Https://www.nature.com/articles/s41586-023-06784-0

According to reports, perovskite solar cells are solar cells that use perovskite-type organometallic halide semiconductors as light-absorbing materials. It belongs to a new concept of solar cells. After years of development, the traditional methods of interface passivation and crystallization regulation have greatly promoted the improvement of cell efficiency, but in recent years, the improvement rate of cell efficiency has obviously slowed down, and related research has encountered a "bottleneck".

Researchers have found that phase separation is inevitable in perovskite films. The previous work of the research team showed that effective management of halogen phase separation is helpful to improve the performance of devices. High efficiency perovskite materials are often obtained by using cationic doping components in pure iodine system, especially in FA1-xCsxPbI3 system. The distribution of different cationic components in the out-of-plane direction of perovskite body is very important for carrier diffusion and interface extraction of perovskite body. An in-depth study of the out-of-plane distribution of cations is not only helpful to understand the carrier dynamics of perovskite bodies, but also is expected to further improve the efficiency of perovskite solar cells. However, the distribution of different cationic components in perovskite phase and the reasons that affect the stability and efficiency loss of the battery are not clear.

Based on this, the team studied the longitudinal distribution of formamidine (FA) and cesium (Cs) cations through elemental quantitative analysis from the FA1-xCsxPbI3 system. Combined with time-of-flight secondary ion mass spectrometry (ToF-SIMS) and X-ray photoelectron spectroscopy (XPS), depth analysis showed that inorganic Cs cations tended to be deposited at the bottom of the film and organic FA cations were enriched at the upper interface of the film. On this basis, the research team analyzed the crystal phase distribution of perovskite thin films in depth. Through grazing incidence X-ray diffraction (GIXRD) and transmission electron microscope (TEM) analysis of film cross section, it was proved that there was a crystal phase with small plane spacing at the bottom of the film, and the characteristic signal related to Cs-rich perovskite was shown at the bottom of the film. These experiments fully show the out-of-plane gradient uneven distribution of cations, and this is the first time to visually verify the out-of-plane non-uniform distribution of cationic components in perovskite films.

The research team further analyzed the reasons for the uneven distribution of the gradient through the in-situ test method, and found that the excessive rate difference of different cations in the process of crystallization and phase transformation was the main reason for the uneven composition. Furthermore, the team designed PSP molecules to make up for the difference in crystallization and phase transition rates between different cations to prepare homogenized perovskite films. The perovskite film with uniformly distributed cationic components effectively suppresses the quasi-I-type energy level arrangement caused by the bottom Cs-rich phase, greatly improves the carrier lifetime and diffusion length, and strengthens the carrier interface extraction.

The trans-perovskite solar cells prepared by the research team using PSP strategy achieved the highest efficiency of 26.1% and the certification efficiency of 25.8%. In addition, after 2500 hours of maximum power tracking (MPPT), the unpackaged devices still maintain 92% reliable operational stability of their initial PCE.

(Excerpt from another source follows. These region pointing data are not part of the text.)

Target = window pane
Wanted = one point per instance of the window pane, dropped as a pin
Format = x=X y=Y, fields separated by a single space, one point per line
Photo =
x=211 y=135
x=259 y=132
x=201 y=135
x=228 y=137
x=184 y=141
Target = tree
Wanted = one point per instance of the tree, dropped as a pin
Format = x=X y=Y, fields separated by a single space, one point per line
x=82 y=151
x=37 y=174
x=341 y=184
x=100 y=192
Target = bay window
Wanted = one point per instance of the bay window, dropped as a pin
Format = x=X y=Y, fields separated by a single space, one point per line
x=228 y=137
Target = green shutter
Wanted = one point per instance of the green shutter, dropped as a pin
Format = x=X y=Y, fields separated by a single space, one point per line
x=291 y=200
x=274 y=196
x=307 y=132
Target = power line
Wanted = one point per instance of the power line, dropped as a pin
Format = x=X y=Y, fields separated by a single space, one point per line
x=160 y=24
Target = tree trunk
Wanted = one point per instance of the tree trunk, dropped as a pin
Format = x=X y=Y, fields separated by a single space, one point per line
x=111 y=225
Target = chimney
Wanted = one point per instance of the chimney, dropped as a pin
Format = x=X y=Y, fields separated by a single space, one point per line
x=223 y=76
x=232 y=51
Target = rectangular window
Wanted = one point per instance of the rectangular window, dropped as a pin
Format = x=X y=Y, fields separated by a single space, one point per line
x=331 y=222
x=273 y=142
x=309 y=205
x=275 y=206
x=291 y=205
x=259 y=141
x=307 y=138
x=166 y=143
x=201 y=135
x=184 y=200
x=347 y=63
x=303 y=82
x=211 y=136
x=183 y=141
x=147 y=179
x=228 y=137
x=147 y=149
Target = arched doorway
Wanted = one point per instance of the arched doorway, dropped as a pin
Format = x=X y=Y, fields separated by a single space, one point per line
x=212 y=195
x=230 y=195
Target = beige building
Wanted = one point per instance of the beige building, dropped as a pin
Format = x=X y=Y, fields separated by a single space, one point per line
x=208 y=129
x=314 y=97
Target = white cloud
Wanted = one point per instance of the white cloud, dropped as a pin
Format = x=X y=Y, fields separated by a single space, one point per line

This research work shows that excellent cell performance can be obtained by homogenizing the out-of-plane distribution of perovskite components, which opens up a new way to improve the stability of cell devices, and is expected to break the efficiency bottleneck of perovskite solar cells. it provides a clear direction for further improving the efficient and stable perovskite solar cells, and is of great significance to promote the commercial development of PSCs.

Liang Zheng, a doctoral student from Hefei Institute of Physics, Chinese Academy of Sciences, is the first author of this paper, Dr. Zhang Yong of Southern University of Science and Technology and Xu Huifen, doctoral student of Institute of solids, Pan Xu, researcher of Institute of solids, Dr. Ye Jiaju of Institute of solids, Professor Nam-Gyu Park of Cheng Junguan University and Professor Dai Songyuan of North China Electric Power University are co-authors. This work has been supported by the National key Research and Development Program, the National Natural Science Foundation, the Outstanding Youth Fund of Anhui Province, and the President Fund of Hefei Institute of Materials.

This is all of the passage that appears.